UNION vs UNION ALL Performance

When I was comparing performance of UNION vs MySQL 5.0 index merge algorithm Sinisa pointed out I should be using UNION ALL instead of simple UNION in my benchmarks, and he was right. Numbers would be different but it should not change general point of having optimization of moving LIMIT inside of union clause being cool thing.

But So is UNION ALL indeed faster than UNION DISTINCT (the UNION is shortcut for UNION DISTINCT) ?

Indeed it is. I did not have the same data as I used for the other test but I created similar test case – table with separate indexes on “a” and “b” columns with cardinality of 100, having about 40.000.000 of rows

select * from test.abc where i=5 union  select * from test.abc where j=5

1	select * from test.abc where i=5 union select * from test.abc where j=5

This original query was taking about 22 seconds.

As I modified it:

select * from test.abc where i=5 union all select * from test.abc where j=5 and i!=5

1	select * from test.abc where i=5 union all select * from test.abc where j=5 and i!=5

The query time dropped to about 6 seconds which is 3.5 times faster – quite considerable improvement.

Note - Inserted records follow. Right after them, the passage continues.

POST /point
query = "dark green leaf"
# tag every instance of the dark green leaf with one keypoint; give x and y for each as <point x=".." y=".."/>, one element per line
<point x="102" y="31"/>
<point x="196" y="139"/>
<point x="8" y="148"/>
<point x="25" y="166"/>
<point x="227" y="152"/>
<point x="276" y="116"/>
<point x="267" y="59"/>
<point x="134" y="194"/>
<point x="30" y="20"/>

As you can notice I added “i!=5” clause – this is what allows us to ensure we do not have duplicate rows in result set matching both conditions and so result will be same as query with “i=5 or j=5” where clause.

I also tried this original query (which uses index merge method in MySQL 5.0):

select * from test.abc where i=5 or j=5

1	select * from test.abc where i=5 or j=5

Such query takes 4 seconds so if you do not need to trick with order by and limit using index merge is faster than UNION as it indeed should be.

So why UNION ALL is faster than UNION DISTINCT ?

The first informed guess would be – because UNION ALL does not need to use temporary table to store result set, however this is not correct – both UNION ALL and UNION distinct use temporary table for result generation. Perhaps one more thing for Optimizer Team to look into.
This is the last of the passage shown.